PHOTO
BOLZANO. «Il mio progetto adesso? Combattere». Ma ne ha anche un altro in testa, Dado Duzzi: «So che chi mi è vicino soffre forse più di me. Devo aiutarli a non stare male». È uno che non cede neanche di fronte al macigno che gli si è mostrato davanti agli occhi, Dado. Lo guarda e va avanti. Da due anni il macigno sembra ingrossarsi sempre di più, non sono bastate le chemioterapie, le tac e tutto il resto ma lui niente.

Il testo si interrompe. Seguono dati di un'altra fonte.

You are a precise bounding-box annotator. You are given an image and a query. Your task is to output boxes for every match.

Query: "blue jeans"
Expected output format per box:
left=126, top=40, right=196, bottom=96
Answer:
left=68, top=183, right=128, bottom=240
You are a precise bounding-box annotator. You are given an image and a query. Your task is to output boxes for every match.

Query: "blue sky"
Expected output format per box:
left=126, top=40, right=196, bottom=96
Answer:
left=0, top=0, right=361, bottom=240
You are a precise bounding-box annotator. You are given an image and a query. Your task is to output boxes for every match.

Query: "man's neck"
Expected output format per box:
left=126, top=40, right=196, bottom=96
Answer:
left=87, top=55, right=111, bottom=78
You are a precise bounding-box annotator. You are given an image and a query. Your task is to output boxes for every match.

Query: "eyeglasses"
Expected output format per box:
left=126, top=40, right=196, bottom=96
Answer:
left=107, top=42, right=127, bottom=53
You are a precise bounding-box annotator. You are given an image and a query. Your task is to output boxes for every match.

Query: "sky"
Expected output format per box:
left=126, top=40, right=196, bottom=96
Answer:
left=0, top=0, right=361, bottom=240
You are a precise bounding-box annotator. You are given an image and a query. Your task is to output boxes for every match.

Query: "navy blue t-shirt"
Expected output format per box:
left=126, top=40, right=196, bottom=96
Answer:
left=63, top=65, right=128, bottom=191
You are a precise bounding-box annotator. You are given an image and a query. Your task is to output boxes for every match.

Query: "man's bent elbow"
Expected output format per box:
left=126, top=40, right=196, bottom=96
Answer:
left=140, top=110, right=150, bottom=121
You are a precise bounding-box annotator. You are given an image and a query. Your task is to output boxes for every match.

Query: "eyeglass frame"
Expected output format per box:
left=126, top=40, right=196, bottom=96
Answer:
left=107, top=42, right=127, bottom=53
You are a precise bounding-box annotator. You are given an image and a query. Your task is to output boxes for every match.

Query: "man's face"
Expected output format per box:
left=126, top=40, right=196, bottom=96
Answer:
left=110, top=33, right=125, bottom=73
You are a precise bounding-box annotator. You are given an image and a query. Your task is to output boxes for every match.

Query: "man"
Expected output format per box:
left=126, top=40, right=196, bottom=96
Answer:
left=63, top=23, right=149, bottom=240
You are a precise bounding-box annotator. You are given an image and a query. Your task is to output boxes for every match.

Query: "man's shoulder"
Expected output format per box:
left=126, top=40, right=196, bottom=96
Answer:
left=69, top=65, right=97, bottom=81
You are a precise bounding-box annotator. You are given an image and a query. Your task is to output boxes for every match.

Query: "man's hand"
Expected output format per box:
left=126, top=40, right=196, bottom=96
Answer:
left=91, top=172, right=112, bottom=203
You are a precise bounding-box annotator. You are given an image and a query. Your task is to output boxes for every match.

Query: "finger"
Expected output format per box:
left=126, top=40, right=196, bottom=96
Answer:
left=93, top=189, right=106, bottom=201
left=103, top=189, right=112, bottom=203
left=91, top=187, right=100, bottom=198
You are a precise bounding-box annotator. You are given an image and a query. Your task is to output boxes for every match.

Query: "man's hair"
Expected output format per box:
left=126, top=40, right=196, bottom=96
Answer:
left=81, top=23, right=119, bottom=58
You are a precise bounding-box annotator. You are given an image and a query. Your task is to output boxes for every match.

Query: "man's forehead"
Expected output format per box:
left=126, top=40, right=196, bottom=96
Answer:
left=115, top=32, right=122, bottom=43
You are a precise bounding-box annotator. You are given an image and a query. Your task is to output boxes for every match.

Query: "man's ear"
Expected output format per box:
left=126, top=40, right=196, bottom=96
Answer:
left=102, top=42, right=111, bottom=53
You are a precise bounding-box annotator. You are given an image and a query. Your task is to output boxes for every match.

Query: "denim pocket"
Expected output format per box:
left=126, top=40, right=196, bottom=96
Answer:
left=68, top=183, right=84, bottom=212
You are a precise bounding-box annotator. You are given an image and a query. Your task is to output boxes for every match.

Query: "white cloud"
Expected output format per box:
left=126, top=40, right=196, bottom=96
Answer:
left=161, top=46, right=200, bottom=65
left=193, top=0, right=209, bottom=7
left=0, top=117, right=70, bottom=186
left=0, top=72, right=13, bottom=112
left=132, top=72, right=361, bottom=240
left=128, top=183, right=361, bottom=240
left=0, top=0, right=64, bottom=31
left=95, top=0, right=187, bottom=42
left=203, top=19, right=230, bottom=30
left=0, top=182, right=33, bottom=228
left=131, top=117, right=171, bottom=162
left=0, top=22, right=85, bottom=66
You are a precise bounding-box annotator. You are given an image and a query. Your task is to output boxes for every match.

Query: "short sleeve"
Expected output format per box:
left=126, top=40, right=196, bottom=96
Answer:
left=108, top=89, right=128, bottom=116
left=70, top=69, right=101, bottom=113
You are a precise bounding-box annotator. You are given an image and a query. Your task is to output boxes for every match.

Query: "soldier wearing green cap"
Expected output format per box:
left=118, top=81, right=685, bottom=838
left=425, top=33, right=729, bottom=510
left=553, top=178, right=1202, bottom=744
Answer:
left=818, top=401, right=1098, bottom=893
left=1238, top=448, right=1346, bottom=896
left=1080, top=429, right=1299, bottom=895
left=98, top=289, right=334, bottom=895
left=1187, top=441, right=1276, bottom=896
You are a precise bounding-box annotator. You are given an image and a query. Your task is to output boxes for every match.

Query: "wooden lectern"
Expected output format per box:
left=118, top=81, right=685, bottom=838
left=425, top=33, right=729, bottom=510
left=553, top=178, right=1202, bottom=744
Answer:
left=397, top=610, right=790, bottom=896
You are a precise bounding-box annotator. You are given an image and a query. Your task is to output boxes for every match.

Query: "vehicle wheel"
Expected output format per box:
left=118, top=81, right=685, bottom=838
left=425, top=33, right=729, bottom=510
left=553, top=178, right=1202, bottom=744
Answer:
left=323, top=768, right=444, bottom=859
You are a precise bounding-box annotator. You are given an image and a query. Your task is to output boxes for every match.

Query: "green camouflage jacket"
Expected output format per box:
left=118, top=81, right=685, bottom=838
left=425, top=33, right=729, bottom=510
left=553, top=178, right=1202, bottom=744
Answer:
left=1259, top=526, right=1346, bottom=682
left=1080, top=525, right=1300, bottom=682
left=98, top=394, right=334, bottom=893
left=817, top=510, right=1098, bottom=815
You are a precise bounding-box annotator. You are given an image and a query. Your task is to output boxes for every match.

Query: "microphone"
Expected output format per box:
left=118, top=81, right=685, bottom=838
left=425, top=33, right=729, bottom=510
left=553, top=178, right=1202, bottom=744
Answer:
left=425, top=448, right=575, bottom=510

«A che servirebbe? Solo al macigno: e io non voglio che vinca». Per questo ha deciso di non nascondersi, né a se stesso né agli altri, e di raccontare quello che gli accade. Lo fa a tratti, quando è un po' meno stanco. Lo ha fatto anche stavolta, dopo che gli hanno detto che la chemio non ha fatto barriera, la trincea ha ceduto ancora un poco, serve che non smetta di star forte. Sempre in prima linea, Dado Duzzi (ex presidente dell'Azienda di soggiorno), dai tempi dell'impegno nell'economia e nella politica, come in una nuova campagna elettorale dove la sfida, ben peggio di quando provò a fare il sindaco, è per la vita.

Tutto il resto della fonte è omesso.